$\newcommand{\scrF}{\mathcal{F}}$
Theorem: Let $\mu$ be a signed measure on $(\Omega, \mathcal{F})$. Then there exists $E^* \in \mathcal{F}$ and $E_* \in \mathcal{F}$ such that
$$
\mu(E^*) = \sup_{E \in \mathcal{F}} \mu(E) \text{ and } \mu(E_*) = \inf_{E \in \mathcal{F}} \mu(E).
$$
My issue is with the first step of the proof unfortunately, and I think it's fairly basic. We let $L = \sup_{E \in \mathcal{F}}\mu(E)$, then apparently there exists some sequence $(E_n)$ in $\mathcal{F}$ such that $\lim_{n\rightarrow \infty} \mu(E_n) = L$. But why do we know such a sequence exists? Sorry I'm sure it's basic I just don't see it, thanks in advance.
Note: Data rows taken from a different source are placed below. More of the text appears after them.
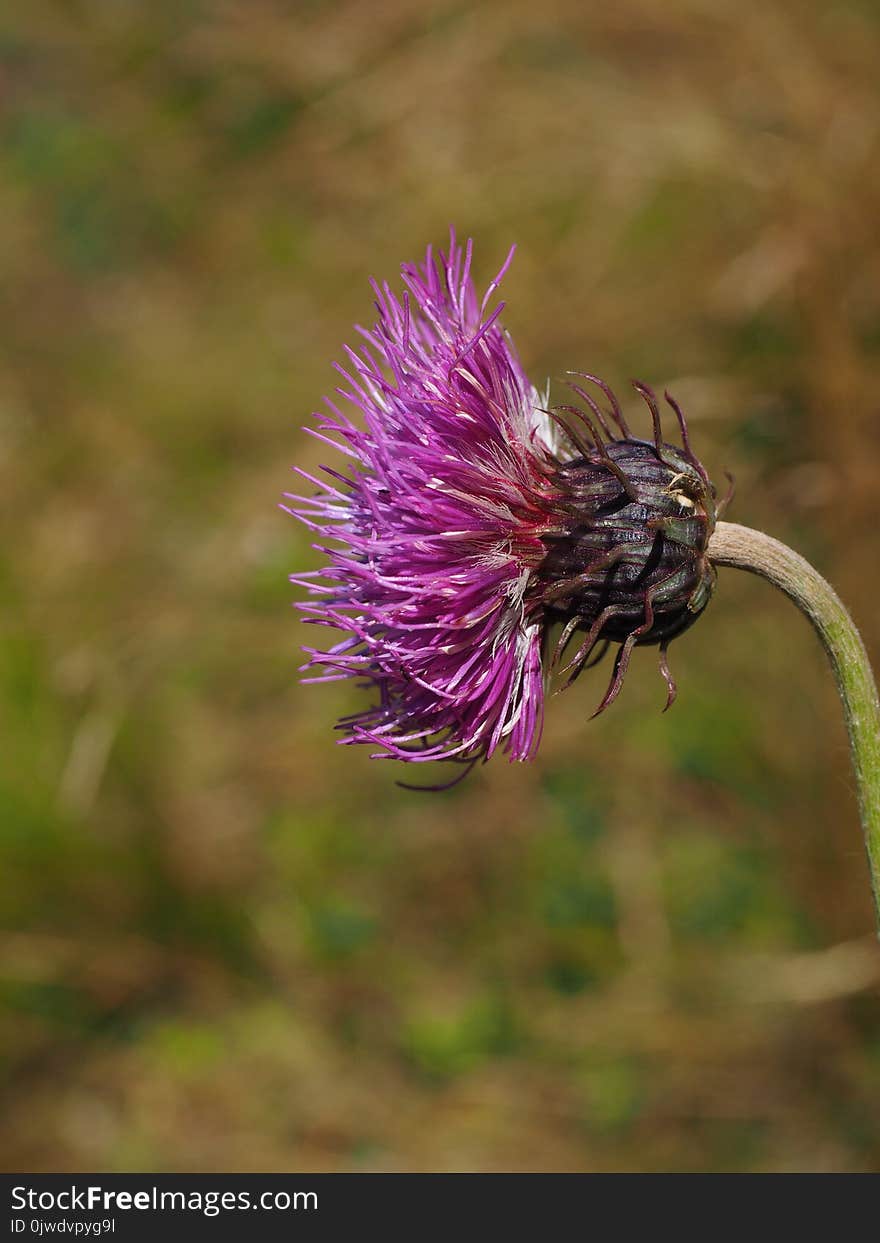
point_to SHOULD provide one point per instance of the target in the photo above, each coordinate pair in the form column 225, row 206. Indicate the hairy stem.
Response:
column 732, row 545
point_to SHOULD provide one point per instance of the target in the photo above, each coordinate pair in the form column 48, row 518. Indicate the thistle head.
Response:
column 628, row 561
column 475, row 532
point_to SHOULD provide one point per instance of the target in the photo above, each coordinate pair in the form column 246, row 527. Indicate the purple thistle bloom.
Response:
column 474, row 518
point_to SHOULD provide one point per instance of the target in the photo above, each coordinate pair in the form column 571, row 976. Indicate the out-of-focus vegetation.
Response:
column 228, row 944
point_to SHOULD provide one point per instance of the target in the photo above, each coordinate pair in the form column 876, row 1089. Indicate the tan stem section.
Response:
column 743, row 548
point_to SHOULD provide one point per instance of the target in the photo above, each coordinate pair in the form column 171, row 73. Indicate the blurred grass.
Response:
column 226, row 944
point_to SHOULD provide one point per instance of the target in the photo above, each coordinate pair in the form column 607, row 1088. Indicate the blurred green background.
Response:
column 228, row 944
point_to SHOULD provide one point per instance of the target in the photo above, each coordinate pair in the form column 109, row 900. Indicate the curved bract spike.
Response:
column 609, row 393
column 650, row 399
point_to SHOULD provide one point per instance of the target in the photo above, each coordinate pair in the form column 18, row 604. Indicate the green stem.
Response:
column 732, row 545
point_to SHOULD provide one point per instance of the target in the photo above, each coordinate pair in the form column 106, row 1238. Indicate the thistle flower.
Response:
column 474, row 522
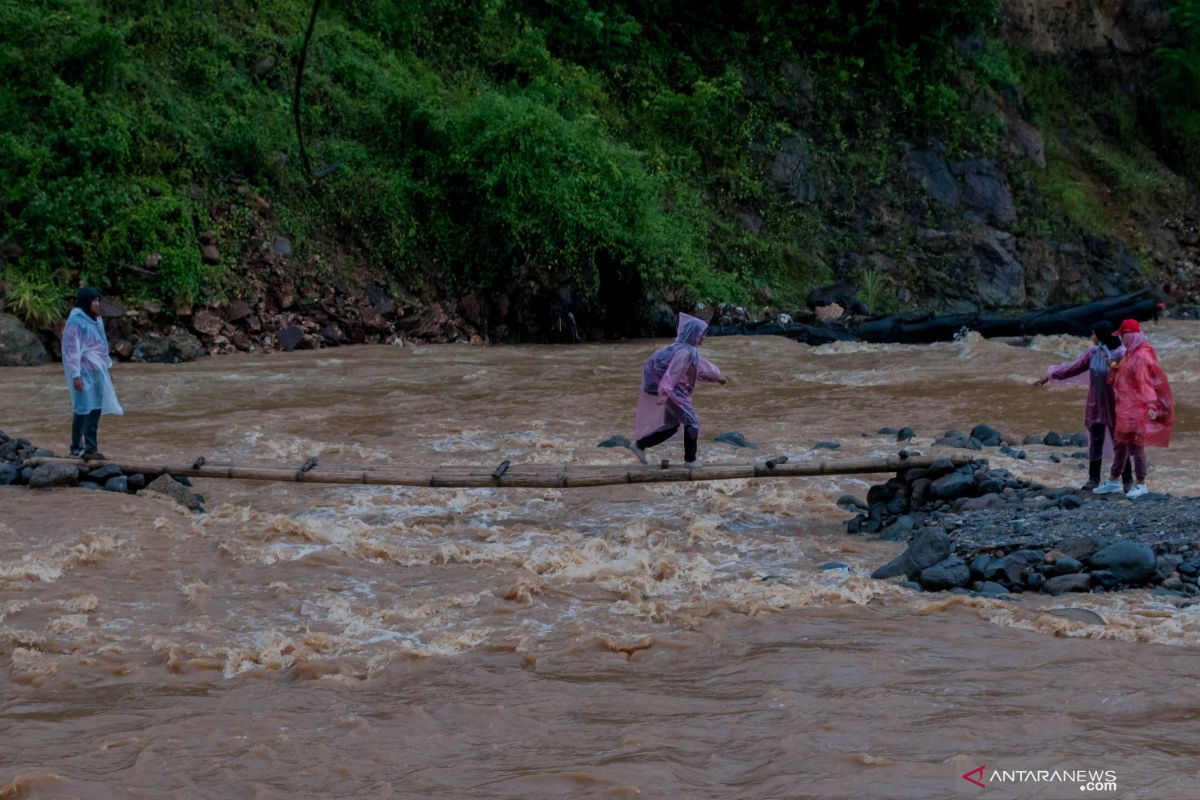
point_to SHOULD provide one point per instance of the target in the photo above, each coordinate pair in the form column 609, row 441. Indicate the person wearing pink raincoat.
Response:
column 1101, row 413
column 1145, row 408
column 669, row 377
Edit: Aparently this follows from basic properties of liminf and limsup, but I still don't see it? If you think there should be more context/ information please let me know! I know there is no assumption that $\mu$ is $\sigma$-finite.
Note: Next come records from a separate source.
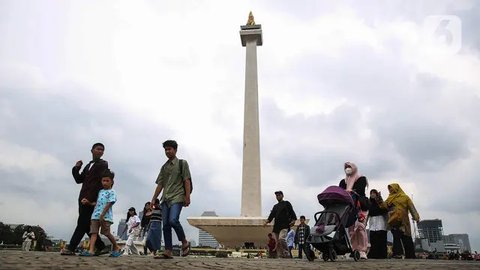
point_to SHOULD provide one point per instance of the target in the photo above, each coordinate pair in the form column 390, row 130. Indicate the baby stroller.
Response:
column 330, row 235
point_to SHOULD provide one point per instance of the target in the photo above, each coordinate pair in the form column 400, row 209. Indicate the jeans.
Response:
column 83, row 227
column 282, row 248
column 170, row 216
column 402, row 244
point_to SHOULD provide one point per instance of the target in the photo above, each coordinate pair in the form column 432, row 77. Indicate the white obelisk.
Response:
column 251, row 36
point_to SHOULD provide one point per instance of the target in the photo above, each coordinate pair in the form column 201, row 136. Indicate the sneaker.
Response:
column 67, row 252
column 105, row 250
column 86, row 254
column 115, row 253
column 363, row 255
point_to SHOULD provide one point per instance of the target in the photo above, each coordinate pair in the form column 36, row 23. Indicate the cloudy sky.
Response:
column 372, row 82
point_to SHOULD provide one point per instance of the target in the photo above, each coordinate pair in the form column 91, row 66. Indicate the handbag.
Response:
column 395, row 217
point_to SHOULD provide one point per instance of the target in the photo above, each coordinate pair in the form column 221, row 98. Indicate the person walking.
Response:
column 290, row 241
column 399, row 205
column 145, row 221
column 301, row 235
column 91, row 180
column 133, row 226
column 154, row 238
column 285, row 218
column 28, row 236
column 356, row 185
column 175, row 181
column 377, row 221
column 102, row 217
column 272, row 246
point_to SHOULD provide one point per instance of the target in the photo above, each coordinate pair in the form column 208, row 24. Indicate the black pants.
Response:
column 378, row 245
column 83, row 227
column 300, row 250
column 403, row 244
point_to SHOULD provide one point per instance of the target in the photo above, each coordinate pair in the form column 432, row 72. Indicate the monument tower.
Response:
column 248, row 227
column 251, row 36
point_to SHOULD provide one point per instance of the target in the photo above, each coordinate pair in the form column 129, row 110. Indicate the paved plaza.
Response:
column 51, row 260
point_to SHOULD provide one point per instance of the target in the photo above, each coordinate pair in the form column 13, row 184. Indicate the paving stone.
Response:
column 51, row 260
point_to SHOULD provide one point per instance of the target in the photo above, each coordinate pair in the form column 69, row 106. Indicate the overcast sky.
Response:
column 365, row 82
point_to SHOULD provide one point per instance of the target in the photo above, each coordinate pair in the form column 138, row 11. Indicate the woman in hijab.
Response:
column 377, row 220
column 398, row 205
column 356, row 185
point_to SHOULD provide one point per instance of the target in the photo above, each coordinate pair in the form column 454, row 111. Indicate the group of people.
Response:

Edit 2: Maybe some definitions:
Definition: We say a function $\mu:\scrF \rightarrow (-\infty,\infty]$ is a signed measure on $\scrF$ satisfying $\mu(\varnothing) = 0$ and for any sequence of disjoint sets $(E_n) \in \scrF$ we have that
$$
\mu \left( \bigcup_{n=1}^\infty E_n\right)= \sum_{n=1}^\infty \mu(E_n).
$$
So I'm wondering if this is just a supremum and infimum situation? Because I guess we can just say that $S = \{\mu(A) : A \in \scrF \}$, this is a set of real numbers and we know by the axiom of completeness that $\sup S$ exists so $\sup_{E \in \scrF} \mu(E) = \sup S$ exists? I know that if we have some arbitrary set $B \subseteq \mathbb{R}$ that there is a sequence in $\mathbb{R}$ converging to the supremum, but in this case directly applying this would give me a sequence not necessarily in the sigma-field $\scrF$ right? Am I just overthinking this?
Best Answer
The issue has nothing to do with measure theory. It is just about $\sup$ in $\mathbb{R}$.
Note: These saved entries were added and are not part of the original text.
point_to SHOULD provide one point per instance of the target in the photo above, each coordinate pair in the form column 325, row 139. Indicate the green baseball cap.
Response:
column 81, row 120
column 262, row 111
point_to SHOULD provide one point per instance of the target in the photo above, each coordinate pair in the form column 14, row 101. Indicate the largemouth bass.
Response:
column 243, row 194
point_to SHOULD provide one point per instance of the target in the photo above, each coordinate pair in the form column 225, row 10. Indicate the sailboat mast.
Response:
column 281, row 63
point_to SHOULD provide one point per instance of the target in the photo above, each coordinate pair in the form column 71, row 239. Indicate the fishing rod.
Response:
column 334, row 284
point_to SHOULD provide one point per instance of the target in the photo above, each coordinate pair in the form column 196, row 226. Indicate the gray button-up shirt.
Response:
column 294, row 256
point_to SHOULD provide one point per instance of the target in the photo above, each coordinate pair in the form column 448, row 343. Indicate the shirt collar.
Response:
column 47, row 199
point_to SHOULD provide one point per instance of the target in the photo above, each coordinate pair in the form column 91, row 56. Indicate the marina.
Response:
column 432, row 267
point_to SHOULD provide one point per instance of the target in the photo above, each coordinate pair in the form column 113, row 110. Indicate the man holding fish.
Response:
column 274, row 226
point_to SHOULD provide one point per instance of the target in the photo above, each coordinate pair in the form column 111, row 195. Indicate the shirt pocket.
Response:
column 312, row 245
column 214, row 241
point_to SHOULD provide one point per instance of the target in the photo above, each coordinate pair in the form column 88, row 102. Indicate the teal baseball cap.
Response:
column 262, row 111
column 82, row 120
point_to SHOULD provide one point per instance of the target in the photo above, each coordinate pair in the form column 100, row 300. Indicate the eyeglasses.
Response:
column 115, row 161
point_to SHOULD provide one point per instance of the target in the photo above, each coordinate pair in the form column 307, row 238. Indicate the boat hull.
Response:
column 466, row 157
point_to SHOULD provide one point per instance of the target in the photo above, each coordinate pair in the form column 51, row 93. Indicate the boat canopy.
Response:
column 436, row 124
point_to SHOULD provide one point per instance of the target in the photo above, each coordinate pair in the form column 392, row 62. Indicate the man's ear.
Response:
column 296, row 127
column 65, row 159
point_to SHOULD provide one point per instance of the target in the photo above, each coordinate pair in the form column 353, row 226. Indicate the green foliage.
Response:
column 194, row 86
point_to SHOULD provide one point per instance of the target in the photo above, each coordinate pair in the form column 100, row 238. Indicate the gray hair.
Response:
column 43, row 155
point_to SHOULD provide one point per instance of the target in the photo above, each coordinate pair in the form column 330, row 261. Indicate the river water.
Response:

What you need, is to be precise by what you mean by \begin{equation*} a = \sup S, \end{equation*} where $S \subset \mathbb{R}$. To me, it means that no element in $S$ is bigger then $a$; and also, that for any $n \in \mathbb{N}^*$, there is $s_n \in S$ such that \begin{equation*} a - \frac{1}{n} \leq s_n \leq a. \end{equation*} But this implies that $s_n \rightarrow a$.
In your case, each $s_n$ is of the form $s_n = \mu(E_n)$ for some $E_n \in \mathcal{F}$.